More recently, use of ferroelectric materials has been of interest. This is because certain dielectric properties of such materials change under the influence of an electric field. In particular, an electrooptic effect can be produced by the application of a bias electric field to ferroelectric materials. By electrooptically varying the refractive indices of such material, a phase shift will occur in electromagnetic radiation passing therethrough. The overall procedure is known as electrooptic phase-shifting.
Regions of ferroelectric materials have a non-zero electric dipole moment in the absence of an applied electric field. For this reason, ferroelectric materials are regarded as spontaneously polarized. A suitably oriented polarized ferroelectric medium changes the propagation conditions of passing electromagnetic radiation. A bias electric field of sufficient magnitude in the appropriate direction may change the refractive index of the medium, thereby further altering the propagation conditions.
Upon incidence with a uniaxial ferroelectric medium having a suitably aligned optic axis, radiation divides into two components (i.e., double refraction). A first component n.sub.o exhibits polarization of the electric field perpendicular to the optic axis, and refracts in the medium according to Snell's Law (the ordinary ray). A second component n.sub.e exhibits polarization orthogonal to that of the first, with some constituent of the electric field parallel to the optic axis (the extraordinary ray). The extraordinary ray is refracted in a different manner, and may not behave according to Snell's Law.
The refractive indices of the ferroelectric
material for the two wave components, n.sub.o and n.sub.e respectively, determine the different velocities of propagation of the components' phase fronts. The applied bias electric field typically changes the refractive indices, which causes phase shifts in the propagating radiation.

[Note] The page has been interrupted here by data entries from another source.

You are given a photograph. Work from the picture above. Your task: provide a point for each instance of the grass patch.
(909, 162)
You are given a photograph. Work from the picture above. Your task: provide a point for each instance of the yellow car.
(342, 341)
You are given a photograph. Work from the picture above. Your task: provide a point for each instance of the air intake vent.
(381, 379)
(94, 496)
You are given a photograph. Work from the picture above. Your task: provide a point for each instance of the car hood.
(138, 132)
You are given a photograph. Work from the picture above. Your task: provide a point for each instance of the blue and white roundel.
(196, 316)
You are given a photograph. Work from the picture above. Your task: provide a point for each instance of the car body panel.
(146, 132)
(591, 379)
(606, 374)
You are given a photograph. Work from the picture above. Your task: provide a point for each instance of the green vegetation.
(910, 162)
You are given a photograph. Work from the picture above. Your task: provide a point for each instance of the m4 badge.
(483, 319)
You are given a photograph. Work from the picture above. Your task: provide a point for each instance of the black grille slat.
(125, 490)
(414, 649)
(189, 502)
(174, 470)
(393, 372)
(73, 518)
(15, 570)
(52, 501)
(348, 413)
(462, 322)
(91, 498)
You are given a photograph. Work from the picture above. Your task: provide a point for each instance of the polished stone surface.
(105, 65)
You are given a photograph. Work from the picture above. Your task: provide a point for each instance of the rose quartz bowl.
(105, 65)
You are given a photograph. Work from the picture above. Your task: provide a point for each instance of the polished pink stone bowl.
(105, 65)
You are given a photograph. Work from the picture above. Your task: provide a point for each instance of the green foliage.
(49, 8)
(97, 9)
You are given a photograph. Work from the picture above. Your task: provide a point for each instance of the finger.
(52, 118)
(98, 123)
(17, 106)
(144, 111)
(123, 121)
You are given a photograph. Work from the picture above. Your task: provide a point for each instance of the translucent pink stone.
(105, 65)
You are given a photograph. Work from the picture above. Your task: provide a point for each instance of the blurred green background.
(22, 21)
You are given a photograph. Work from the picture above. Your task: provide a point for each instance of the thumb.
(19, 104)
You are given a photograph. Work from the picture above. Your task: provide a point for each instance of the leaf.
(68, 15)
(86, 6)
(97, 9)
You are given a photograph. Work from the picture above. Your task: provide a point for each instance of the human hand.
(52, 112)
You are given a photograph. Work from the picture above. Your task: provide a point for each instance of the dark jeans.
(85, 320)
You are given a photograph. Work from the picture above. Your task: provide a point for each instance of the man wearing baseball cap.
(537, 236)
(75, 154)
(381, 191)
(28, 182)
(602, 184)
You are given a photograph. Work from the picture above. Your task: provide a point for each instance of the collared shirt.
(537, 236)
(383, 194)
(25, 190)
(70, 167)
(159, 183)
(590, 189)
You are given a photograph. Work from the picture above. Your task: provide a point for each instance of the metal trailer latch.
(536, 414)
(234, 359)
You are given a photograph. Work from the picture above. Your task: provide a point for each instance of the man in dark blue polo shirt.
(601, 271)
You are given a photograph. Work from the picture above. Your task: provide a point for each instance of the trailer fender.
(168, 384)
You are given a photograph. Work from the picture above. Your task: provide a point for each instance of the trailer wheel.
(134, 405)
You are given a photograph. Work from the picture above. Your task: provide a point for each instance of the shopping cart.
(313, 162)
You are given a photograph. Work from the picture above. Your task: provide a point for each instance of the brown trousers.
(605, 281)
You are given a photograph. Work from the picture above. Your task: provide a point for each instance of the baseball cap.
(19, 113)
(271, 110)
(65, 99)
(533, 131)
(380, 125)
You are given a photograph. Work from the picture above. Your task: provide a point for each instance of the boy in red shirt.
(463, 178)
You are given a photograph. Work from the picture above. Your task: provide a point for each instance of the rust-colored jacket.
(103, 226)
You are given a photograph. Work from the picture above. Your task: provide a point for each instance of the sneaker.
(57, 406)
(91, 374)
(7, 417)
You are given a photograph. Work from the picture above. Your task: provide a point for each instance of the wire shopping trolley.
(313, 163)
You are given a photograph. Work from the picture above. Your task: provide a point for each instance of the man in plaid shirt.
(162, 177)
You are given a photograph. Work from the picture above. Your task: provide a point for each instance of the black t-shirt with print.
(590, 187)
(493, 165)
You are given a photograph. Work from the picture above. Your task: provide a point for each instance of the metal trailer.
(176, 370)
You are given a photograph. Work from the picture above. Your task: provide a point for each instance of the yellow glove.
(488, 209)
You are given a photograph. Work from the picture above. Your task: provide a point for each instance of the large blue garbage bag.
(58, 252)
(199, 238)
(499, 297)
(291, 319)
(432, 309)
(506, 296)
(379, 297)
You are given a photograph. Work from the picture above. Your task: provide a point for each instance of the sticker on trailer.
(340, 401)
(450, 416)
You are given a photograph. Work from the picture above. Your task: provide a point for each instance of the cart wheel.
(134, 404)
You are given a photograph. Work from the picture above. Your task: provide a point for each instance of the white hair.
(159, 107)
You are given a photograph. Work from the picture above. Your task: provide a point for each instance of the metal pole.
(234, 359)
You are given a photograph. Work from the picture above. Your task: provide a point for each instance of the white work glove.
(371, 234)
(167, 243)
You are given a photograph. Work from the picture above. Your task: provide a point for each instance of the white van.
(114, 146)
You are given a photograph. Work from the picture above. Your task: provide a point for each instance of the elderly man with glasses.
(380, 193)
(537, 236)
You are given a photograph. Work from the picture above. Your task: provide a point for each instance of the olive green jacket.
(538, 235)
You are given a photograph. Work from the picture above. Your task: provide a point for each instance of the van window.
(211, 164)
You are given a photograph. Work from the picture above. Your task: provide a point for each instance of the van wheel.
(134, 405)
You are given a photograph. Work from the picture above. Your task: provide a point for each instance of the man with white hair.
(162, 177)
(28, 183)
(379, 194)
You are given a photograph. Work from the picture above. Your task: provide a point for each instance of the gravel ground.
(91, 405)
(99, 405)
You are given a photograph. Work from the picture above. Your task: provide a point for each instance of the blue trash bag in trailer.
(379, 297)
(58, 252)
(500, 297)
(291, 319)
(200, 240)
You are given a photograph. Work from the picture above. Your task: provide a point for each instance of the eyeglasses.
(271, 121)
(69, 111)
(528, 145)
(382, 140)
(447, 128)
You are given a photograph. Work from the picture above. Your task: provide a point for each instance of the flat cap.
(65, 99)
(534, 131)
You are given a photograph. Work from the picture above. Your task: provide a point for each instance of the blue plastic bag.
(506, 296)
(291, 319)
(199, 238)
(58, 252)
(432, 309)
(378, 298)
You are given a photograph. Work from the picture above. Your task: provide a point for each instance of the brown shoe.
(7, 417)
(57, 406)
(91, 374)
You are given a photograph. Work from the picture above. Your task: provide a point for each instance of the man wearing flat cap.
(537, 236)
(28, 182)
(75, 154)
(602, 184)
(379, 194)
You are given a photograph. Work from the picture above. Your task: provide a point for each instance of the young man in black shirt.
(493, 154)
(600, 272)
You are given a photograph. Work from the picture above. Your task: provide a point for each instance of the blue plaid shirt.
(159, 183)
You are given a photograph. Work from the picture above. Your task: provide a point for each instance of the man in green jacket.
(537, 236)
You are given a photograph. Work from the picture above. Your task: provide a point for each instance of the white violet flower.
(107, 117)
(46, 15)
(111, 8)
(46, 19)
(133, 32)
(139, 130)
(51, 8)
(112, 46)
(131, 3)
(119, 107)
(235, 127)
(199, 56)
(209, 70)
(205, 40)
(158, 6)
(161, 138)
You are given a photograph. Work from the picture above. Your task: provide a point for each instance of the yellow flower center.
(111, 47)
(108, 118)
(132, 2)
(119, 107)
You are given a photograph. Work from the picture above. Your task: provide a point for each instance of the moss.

Examples of radar scanning devices which purported to take advantage of the foregoing principles of ferroelectric materials are disclosed and claimed in U.S. Pat. Nos. 4,636,799 and 4,706,094, both to Kubick, both assigned to the assignee of the present invention, and both of which are hereby incorporated by reference. Each patent describes and illustrates a monolithic piece of ferroelectric material disposed in front of a source of electromagnetic radio frequency ("RF") radiation. The material has a row of electrically conductive wires disposed on each side of the material and spanning the material from top to bottom. A DC voltage applied to the wires in a pattern produces a voltage gradient across the antenna aperture from one end to the other. Such a voltage gradient purportedly causes a gradient in the refractive index of the material, with a resulting shift in the radiation direction, thereby effectuating ferroelectric scanning.
Further, the ferroelectric material in Kubick U.S. Pat. No. 4,706,094 (the "electrooptic scanner patent") has an initial domain orientation parallel to the direction of propagation ("c-poled"), such c-poling being perpendicular to the surface of the ferroelectric material. With such c-poling, the radiation is affected only by the ordinary index of refraction, n.sub.o. However, it has been found experimentally that the electrooptic effect manifests itself more commonly in the extraordinary wave refractive index, n.sub.e. Thus, to achieve wave phase shifting, the polarization must be parallel to the optic axis, and, thus, to the bias electric field.